On the Exception detail chart, you can view the logs that failed to be parsed, and then modify the regular expression.
If a log fails to be parsed, you can specify the severity of the log as WARNING to report the log. The data transformation job continues running.
If you specify the severity of the log as ERROR to report the log, the data transformation job stops running. In this case, you must identify the cause of the error and modify the regular expression until the data transformation job can parse all required types of error logs.
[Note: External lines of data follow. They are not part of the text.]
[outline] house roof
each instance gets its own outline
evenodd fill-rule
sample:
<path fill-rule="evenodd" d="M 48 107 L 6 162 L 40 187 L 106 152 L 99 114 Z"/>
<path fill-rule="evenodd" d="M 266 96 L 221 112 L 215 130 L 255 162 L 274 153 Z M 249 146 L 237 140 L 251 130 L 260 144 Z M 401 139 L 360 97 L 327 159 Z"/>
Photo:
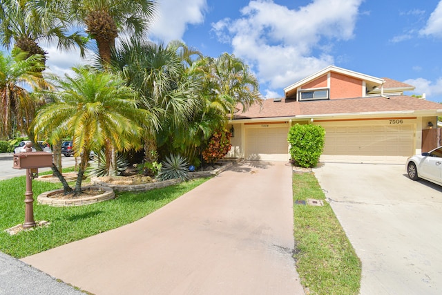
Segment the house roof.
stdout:
<path fill-rule="evenodd" d="M 354 72 L 353 70 L 347 70 L 345 68 L 338 68 L 337 66 L 329 66 L 327 68 L 320 70 L 319 72 L 316 72 L 314 74 L 302 79 L 302 80 L 300 80 L 298 82 L 297 82 L 296 83 L 294 83 L 291 85 L 290 85 L 289 86 L 287 86 L 286 88 L 284 88 L 284 93 L 287 93 L 294 89 L 297 88 L 299 86 L 301 86 L 304 84 L 305 84 L 306 83 L 309 82 L 310 81 L 314 80 L 315 79 L 325 75 L 326 73 L 329 73 L 329 72 L 335 72 L 335 73 L 338 73 L 340 74 L 343 74 L 343 75 L 345 75 L 347 76 L 351 76 L 351 77 L 354 77 L 355 78 L 358 78 L 358 79 L 361 79 L 361 80 L 363 81 L 368 81 L 374 84 L 378 84 L 381 85 L 383 83 L 383 79 L 381 79 L 381 78 L 376 78 L 376 77 L 373 77 L 373 76 L 369 76 L 368 75 L 365 75 L 365 74 L 362 74 L 361 73 L 358 73 L 358 72 Z"/>
<path fill-rule="evenodd" d="M 416 111 L 442 112 L 442 105 L 406 95 L 394 95 L 390 98 L 376 96 L 309 102 L 282 99 L 276 102 L 273 99 L 265 99 L 262 106 L 256 104 L 243 113 L 237 113 L 234 119 L 305 117 Z"/>
<path fill-rule="evenodd" d="M 414 86 L 412 85 L 407 84 L 406 83 L 400 82 L 398 81 L 394 80 L 390 78 L 382 78 L 384 82 L 384 89 L 404 89 L 412 91 L 414 89 Z"/>

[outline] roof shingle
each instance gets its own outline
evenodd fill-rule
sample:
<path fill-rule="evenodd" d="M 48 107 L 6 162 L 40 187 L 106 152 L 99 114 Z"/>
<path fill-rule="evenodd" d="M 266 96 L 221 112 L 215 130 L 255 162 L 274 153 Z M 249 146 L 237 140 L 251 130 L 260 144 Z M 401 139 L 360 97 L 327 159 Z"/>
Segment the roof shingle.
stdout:
<path fill-rule="evenodd" d="M 442 109 L 442 104 L 406 95 L 347 98 L 340 99 L 296 102 L 291 99 L 265 99 L 262 107 L 257 104 L 235 119 L 296 117 L 314 115 L 351 114 L 358 113 L 432 111 Z"/>

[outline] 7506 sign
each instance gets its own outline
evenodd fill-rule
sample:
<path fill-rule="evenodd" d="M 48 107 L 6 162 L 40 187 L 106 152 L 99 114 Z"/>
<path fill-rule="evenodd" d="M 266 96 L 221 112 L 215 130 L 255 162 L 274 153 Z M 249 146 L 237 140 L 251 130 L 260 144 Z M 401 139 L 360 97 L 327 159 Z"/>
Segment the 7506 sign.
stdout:
<path fill-rule="evenodd" d="M 403 120 L 390 120 L 390 124 L 403 124 Z"/>

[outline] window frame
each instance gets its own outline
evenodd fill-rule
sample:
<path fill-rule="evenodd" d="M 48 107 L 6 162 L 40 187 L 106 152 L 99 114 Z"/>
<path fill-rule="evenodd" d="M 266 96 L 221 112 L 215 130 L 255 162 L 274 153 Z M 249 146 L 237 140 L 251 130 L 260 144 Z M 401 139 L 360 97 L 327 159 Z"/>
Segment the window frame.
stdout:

Step 3: Analyze error logs
After raw error logs are transformed, you can analyze the error logs. In this example, only the Java error logs of Simple Log Service are analyzed.
In the Projects section, click the project that you want to manage.
In the left-side navigation pane, click Log Storage. In the Logstores list, click the Logstore that you want to manage.
Enter a query statement in the search box.
To calculate the number of errors for each request method, execute the following query statement:
* | SELECT COUNT(method) as m_ct, method GROUP BY method
To calculate the number of occurrences of each error message for the PutLogs API operation, execute the following query statement:
* | SELECT error_message,COUNT(error_message) as ct_msg, method WHERE method LIKE 'PutLogs' GROUP BY error_message,method
To calculate the number of occurrences for each error code, execute the following query statement:
* | SELECT error_code,COUNT(error_code) as count_code GROUP BY error_code
To query the error information of each request method by log time, execute the following query statement:
* | SELECT date_format(data_time, '%Y-%m-%d %H:%m:%s') as date_time,status,product_exception,error_line, error_message,method ORDER BY date_time desc
Click 15Minutes(Relative) to specify a time range.
You can select a relative time or a time frame. You can also specify a custom time range.
NoteThe query results may contain logs that are generated 1 minute earlier or later than the specified time range.
Click Search & Analyze to view the query and analysis results.